Xhiro à Berat
Après Gjirokastër, c'est l'heure de Berat, l'autre petite ville emblématique de l'Albanie d'antan, dans une vallée un peu plus au nord, que nous rejoignons après avoir essuyé un énième gros orage sur la route. On y parvient en longeant l'Osum, la rivière de la vallée, sur laquelle est bâtie Berat. L'essentiel de la ville se situe sur la rive nord, où se trouve notre hôtel Desaret, une grande bâtisse moderne, mais qui offre une belle vue sur la ville, ses mosquées, la rivière, depuis notre balcon où nous déjeunons sur le pouce le midi. Puis nous nous offrons la grimpette vers Kala, la forteresse locale. Celle-ci a la particularité d'être habitée, puisqu'un mini-village, autrefois protégé par ses enceintes, abrite aujourd'hui encore une centaine d'habitants. La vue plongeante depuis la pointe propose de nouvelles perspectives sur les bords de l'eau juste en-dessous. En traversant la citadelle à pied l'on découvre moult ruines, mosquées comme églises et chapelles, détruites au fil des siècles. Du côté de la massive porte d'entrée se trouvent l'essentiel des maisons blanches où les habitants profitent de l'afflux touristique pour refiler quelques souvenirs aux visiteurs, souvent albanais, parfois envahissants, ou restaurer des affamés de passage.
De retour au niveau de la ville, les deux quartiers anciens, de part et d'autre de l'Osum, nous proposent leurs services : Gorica la chrétienne côté sud, Mangalem la musulmane côté nord. Gorica la tranquille est un autre lacis de ruelles, escaliers de pierre, portes cochères en bois et végétation poussant de manière anarchique. C'est un peu par hasard que nous tombons sur l'église orthodoxe Saint-Spiridon, dans laquelle un pope nous fait signe de rentrer, alors qu'il est pourtant tard. Un joli jardin fleuri, une galerie à colonnades qui laisse filtrer le soleil du soir, et à l'intérieur, les classiques icônes à dorures, mais aussi une belle fresque ancienne, peinte sur la coupole.
Un pont de pierre nous emmène de l'autre côté à Mangalem. Là des ruelles encore plus étroites serpentent sur les pentes de la citadelle, dans le hameau musulman plus actif que sa voisine d'en face, comme en témoignent les boutiques d'artistes et les restaurants devant lesquels l'on passe. Nous y dinerons le soir même dans un sympathique italien "Beratino", parmi d'autres Français, après avoir traversé les mêmes micro-rues de nuit, heureusement assez bien éclairées.

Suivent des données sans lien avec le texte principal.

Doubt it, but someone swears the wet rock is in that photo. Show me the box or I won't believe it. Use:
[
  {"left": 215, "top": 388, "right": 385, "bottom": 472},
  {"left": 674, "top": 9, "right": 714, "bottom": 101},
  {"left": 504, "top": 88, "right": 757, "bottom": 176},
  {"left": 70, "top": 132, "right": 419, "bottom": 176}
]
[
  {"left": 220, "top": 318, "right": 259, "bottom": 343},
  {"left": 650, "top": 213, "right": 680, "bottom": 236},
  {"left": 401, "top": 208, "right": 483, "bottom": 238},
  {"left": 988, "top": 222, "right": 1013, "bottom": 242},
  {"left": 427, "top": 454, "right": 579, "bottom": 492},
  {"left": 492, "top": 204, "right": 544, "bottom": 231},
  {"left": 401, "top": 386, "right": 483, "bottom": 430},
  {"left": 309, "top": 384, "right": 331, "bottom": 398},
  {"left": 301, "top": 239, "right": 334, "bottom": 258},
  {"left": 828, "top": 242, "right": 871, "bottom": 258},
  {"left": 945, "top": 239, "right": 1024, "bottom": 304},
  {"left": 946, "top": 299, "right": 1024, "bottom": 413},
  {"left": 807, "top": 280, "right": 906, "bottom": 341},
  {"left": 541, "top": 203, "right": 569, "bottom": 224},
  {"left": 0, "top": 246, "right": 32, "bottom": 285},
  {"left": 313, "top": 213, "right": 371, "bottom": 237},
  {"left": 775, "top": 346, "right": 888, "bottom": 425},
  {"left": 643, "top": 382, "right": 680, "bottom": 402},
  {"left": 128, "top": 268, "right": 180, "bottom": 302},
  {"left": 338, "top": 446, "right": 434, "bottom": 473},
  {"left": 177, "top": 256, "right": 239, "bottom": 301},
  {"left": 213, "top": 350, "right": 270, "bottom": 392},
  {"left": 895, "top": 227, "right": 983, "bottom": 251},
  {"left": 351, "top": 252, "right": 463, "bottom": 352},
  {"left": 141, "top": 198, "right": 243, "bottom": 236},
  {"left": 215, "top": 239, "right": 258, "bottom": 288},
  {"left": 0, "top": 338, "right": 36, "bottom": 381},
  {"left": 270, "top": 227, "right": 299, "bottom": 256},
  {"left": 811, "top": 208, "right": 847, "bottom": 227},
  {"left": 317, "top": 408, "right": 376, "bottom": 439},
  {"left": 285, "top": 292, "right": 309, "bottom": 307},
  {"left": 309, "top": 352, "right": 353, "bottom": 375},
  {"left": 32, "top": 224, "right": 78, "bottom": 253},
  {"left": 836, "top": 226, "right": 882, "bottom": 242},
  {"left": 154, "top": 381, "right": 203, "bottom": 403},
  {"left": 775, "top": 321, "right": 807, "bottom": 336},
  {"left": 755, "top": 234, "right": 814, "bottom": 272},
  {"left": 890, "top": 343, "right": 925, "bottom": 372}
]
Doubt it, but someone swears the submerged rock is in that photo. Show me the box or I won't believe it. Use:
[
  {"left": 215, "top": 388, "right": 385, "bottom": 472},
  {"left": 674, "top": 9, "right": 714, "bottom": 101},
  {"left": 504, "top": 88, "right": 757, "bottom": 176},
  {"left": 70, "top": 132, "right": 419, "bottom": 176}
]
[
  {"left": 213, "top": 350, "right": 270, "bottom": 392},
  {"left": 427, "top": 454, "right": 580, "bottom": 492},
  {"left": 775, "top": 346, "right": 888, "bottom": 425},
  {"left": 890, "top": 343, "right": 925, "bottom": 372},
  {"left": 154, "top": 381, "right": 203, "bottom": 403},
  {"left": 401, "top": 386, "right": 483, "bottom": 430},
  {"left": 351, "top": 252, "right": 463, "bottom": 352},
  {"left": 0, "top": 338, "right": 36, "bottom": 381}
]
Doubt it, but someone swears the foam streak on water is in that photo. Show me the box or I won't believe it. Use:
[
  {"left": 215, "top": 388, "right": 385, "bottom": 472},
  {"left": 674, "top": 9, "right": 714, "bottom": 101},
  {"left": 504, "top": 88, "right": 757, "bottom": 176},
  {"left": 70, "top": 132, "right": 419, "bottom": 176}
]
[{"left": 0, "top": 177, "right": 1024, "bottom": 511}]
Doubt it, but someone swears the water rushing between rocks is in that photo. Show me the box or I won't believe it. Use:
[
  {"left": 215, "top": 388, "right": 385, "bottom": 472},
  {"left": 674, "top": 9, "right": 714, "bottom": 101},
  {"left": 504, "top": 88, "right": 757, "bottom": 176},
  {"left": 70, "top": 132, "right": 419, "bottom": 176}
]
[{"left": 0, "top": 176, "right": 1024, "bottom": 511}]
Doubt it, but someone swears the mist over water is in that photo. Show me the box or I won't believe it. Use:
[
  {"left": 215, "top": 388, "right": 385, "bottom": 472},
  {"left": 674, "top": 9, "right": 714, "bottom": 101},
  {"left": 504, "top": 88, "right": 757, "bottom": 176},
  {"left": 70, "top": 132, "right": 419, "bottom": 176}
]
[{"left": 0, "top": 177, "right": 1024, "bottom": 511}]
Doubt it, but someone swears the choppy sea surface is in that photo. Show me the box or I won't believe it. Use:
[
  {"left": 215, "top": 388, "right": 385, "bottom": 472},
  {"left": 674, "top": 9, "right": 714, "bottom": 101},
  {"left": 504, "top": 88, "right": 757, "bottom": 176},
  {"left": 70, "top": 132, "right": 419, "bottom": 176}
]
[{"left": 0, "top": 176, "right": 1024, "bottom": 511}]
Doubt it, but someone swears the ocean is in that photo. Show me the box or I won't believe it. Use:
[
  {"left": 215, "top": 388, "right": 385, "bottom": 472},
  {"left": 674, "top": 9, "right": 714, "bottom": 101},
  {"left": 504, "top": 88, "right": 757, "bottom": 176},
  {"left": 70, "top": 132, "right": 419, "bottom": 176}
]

Pour finir notre tour de Berat, et restant près de notre hôtel, quelques autres lieux à voir dans les parages : le musée ethnographique étant en travaux, nous faisons un tour rapide du micro-musée Solomon qui retrace l'histoire des Juifs de la ville et des environs. Une vieille dame nous fait signe d'entrer, nous allume les lumières de la modeste pièce qui tient lieu de musée, nous baragouine quelques infos dans un sabir vaguement anglais, et nous apprenons au travers des photos et coupures de journaux exposées sur les murs qu'il s'agit de la veuve du vieux monsieur, judéophile, qui a créé ce musée et dont elle perpétue la mémoire. Non loin de là, l'islam reprend ses droits avec deux mosquées, la Mosquée des Célibataires, dont on peut admirer que les décorations de la façade au bord de l'Osum. Et surtout la Mosquée du Roi, la plus ancienne, flanquée d'un sérail, et du Tekke Helveti, lieu de réunion pour les soufis de l'époque, que nous ne pouvons malheureusement visiter.
Enfin, s'éloignant un peu de la partie la plus ancienne et longeant la rivière, l'on rejoint la partie plus moderne de la ville, en plein chantier comme dans beaucoup de villes albanaises. La section la plus agréable, piétonisée récemment, est la promenade arborée le long de la rivière, le Boulevard de la République, sur laquelle s'alignent côté ville cafés et restaurants, et surtout qui voit défiler le soir venu les promeneurs de Berat, dans un cérémonial nommé "xhiro" en albanais, qui n'est d'autre que la fameuse passegiatta italienne, adoptée ici en bons voisins.